A new report by the National Commission on Financing 21st Century Education, an initiative of the University of Virginia’s Miller Center, contains some pleasant surprises.

I was expecting the worst: a call for mo’ money from the federal government, state government, and probably the private sector, too. You know the logic: There’s no problem in higher ed that more resources won’t fix.

Indeed, the executive summary of “Investing in the Future: Sharing Responsibility for Higher Education Attainment” unfolded largely as expected in the first two of nine recommendations:

  • Increase federal and institutional support. Mo’ money!
  • Enhance state revenue to support higher education. Even mo’ money!

Then, lo and behold, I came to Recommendation Three: “Stimulate the development and implementation of low cost education delivery models.” That sounded promising. Lower cost models are exactly what higher ed needs. The report elaborates:

New approaches alter or supplement the traditional approach in one or more of the following ways:

• They eliminate the uniform pace of learning and replace it with individually paced instruction.

• They provide alternatives to classroom-based instruction.

• They offer opportunities to work and apply skills while learning.

• They award credentials based on students acquiring and demonstrating specific skills rather than completing a set number of credits. In addition, some new models use data analytics to design support tactics to help students successfully navigate and complete their education.

Recommendation Four was even more encouraging: “Encourage productivity in the postsecondary system.” You don’t often hear the word “productivity” uttered in association with the words “higher ed.”

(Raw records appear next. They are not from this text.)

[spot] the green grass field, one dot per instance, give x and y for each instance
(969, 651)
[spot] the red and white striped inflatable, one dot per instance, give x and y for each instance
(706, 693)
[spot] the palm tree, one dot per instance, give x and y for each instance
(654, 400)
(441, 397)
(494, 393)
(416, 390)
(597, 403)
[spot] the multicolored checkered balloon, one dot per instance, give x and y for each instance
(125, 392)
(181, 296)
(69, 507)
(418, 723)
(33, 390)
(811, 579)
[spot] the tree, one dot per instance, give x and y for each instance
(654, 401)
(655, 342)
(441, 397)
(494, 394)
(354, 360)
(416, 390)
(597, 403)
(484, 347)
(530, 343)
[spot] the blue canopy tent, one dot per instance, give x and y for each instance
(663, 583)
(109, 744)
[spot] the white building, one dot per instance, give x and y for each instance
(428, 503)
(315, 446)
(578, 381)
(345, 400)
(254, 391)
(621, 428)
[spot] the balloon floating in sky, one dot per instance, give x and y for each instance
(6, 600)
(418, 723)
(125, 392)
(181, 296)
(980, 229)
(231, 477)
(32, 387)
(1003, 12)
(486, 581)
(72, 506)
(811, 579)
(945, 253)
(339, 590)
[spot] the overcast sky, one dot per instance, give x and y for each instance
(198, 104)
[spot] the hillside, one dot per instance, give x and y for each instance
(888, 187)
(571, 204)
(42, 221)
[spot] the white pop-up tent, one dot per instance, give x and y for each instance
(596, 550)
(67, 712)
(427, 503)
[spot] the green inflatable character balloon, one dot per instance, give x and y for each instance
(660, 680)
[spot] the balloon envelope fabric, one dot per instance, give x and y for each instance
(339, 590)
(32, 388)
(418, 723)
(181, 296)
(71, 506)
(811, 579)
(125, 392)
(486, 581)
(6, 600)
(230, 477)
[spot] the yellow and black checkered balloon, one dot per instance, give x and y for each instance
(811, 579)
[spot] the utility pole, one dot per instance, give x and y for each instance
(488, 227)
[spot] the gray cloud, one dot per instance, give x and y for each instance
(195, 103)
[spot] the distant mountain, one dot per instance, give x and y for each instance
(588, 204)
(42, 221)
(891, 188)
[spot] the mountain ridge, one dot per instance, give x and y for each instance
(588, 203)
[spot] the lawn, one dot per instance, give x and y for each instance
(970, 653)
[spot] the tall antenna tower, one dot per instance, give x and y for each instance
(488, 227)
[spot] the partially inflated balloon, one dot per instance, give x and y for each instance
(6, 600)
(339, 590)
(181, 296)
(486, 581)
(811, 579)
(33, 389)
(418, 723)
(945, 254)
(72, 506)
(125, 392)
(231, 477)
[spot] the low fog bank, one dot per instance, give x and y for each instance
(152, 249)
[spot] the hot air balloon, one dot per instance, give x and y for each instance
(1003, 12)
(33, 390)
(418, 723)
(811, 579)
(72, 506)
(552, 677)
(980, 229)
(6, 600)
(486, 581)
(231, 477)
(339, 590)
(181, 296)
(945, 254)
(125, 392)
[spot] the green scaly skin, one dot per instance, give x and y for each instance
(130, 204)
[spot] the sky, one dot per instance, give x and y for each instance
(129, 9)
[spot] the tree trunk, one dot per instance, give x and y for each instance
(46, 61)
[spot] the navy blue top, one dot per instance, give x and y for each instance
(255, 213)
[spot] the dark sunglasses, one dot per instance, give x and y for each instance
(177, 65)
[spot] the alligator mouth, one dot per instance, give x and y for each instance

“Higher education productivity” refers to the number of degrees conferred per dollar of spending. The Commission believes that most public institutions can improve their productivity and graduate more students while lowering or holding steady the cost per degree. We think that a reasonable goal for most colleges and universities is to increase productivity by at least 1.5 percent per year over the next decade to yield an average annual savings of $5 million from all public institutions between 2017 and 2025.

Specifically, states should (1) reward colleges and universities that increase productivity; (2) negotiate tailored productivity agreements with individual colleges and universities, and (3) provide competitive grants to institutions to help them build data systems that track student readiness and performance.

Recommendation Five recommended creating incentives for students to graduate on time. One common sense idea was to reform financial aid policies to enable students to take courses in the summer.

There’s more to the report, mostly suggestions on how to find more money and how to help low-income kids. All told, it’s thin gruel for those who, like me, regard higher education as an institution geared to exploit America’s middle class. While many of the report’s ideas are worthwhile, college and universities have little reason to implement them. It’s much easier to pass on higher costs than transform the organizational culture. Still, the study does make clear that there are alternatives to Business As Usual.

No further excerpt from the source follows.